Raków Częstochowa odniósł całkiem spokojne zwycięstwo na własnym stadionie. Dzięki dwóm strzałom Jonatana Brauta Brunesa pokonał Motor Lublin 2:0. Nie pozwalał na dużo przeciwnikom, więc jego przewaga była praktycznie niezagrożona. Także w krótkim fragmencie po czerwonej kartce dla Frana Tudora.
- Ultra ważny mecz jest za nami. Sam byłem ciekawy, jak zagramy po krótkiej regeneracji i takich samych przygotowaniach. Do tego, byliśmy zaskoczeni stanem boiska, ponieważ gra na takim boisku w ekstraklasie jest uwłaczająca. Poradziliśmy sobie z tymi tematami i zwyciężyliśmy, grając bardzo dobrą piłkę - mówi Marek Papszun na konferencji prasowej.
- Bardzo intensywne trzy tygodnie są za nami. Dla mnie to było świetne doświadczenie. Myślę, że najsłabszy okres jest za nami, ale to jest piłka i musimy trenować, żeby uniknąć takich dołków. Jako trener spróbuję wycisnąć z tej kadry maksa. Na razie piłkarze mają trzy dni wolne, także mają przede wszystkim odpocząć. Później wrócimy do pracy - zapowiada szkoleniowiec.
ZOBACZ WIDEO: #dziejesiewsporcie: Co oni zrobili! Niesamowity gol w ósmej sekundzie
Przed meczem, w mediach społecznościowych, Raków pokazał skład w systemie 1-4-4-2. Nie miało to później dużo wspólnego z rzeczywistością. - Podaliśmy skład w taki sposób, żeby trochę zmylić czujność przeciwnika. Trudno był rozpoznać ten skład z Seckiem nawet kibicom Rakowa. Nie chcieliśmy okryć wszystkich kart, żeby trenerzy Motoru mieli trochę zamieszania w głowach. Było trochę niepewności, co do tego, co się wydarzy - przyznaje się Marek Papszun do małego fortelu.
Motor nie pokazał za dużo dobrego w Częstochowie. Do pojedynku z Rakowem przystąpił z taką samą liczbą punktów, ale nie zawiesił wysoko poprzeczki uczestnikowi Ligi Konferencji. Akurat kiedy wydawał się rozpędzać, stracił pierwszego gola z rzutu karnego.
- Raków był zdecydowanie lepszym zespołem. Stworzył wystarczająco dużo sytuacji podbramkowych, żeby wygrać. Przy takiej organizacji i jakości piłkarskiej rywala, musieliśmy być w topowej dyspozycji, żeby się przeciwstawić. Nie byliśmy, co było widać na boisku, dlatego też nie zdobyliśmy chociaż punktu.

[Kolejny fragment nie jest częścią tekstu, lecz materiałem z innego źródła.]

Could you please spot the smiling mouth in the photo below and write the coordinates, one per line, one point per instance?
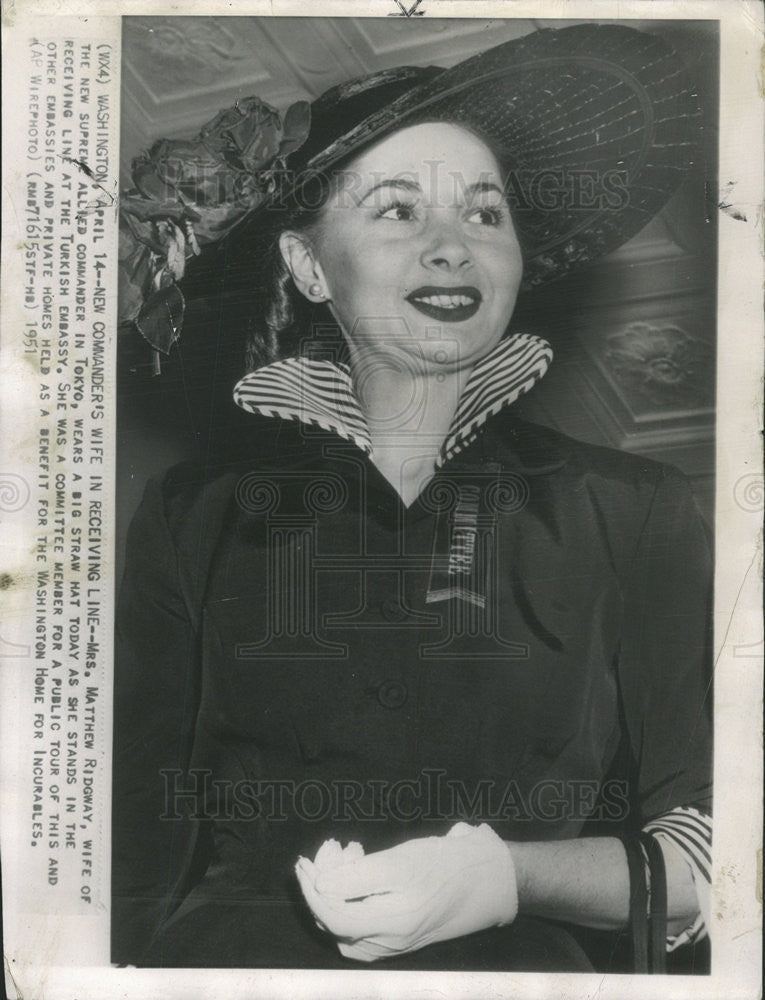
(448, 305)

Był fragment, w którym złapaliśmy większą swobodę, do którego później trudno było nam wrócić. Do tego popełnialiśmy za dużo prostych strat - analizuje trener Mateusz Stolarski.
- Jesteśmy w najtrudniejszym okresie od czasu awansu do ekstraklasy, mamy cztery mecze bez zwycięstwa. Ten przeciwko Rakowowi był jednym z najsłabszych. Biorę za to odpowiedzialność i mam nadzieję, że takiego już nie zagramy - dodaje Stolarski.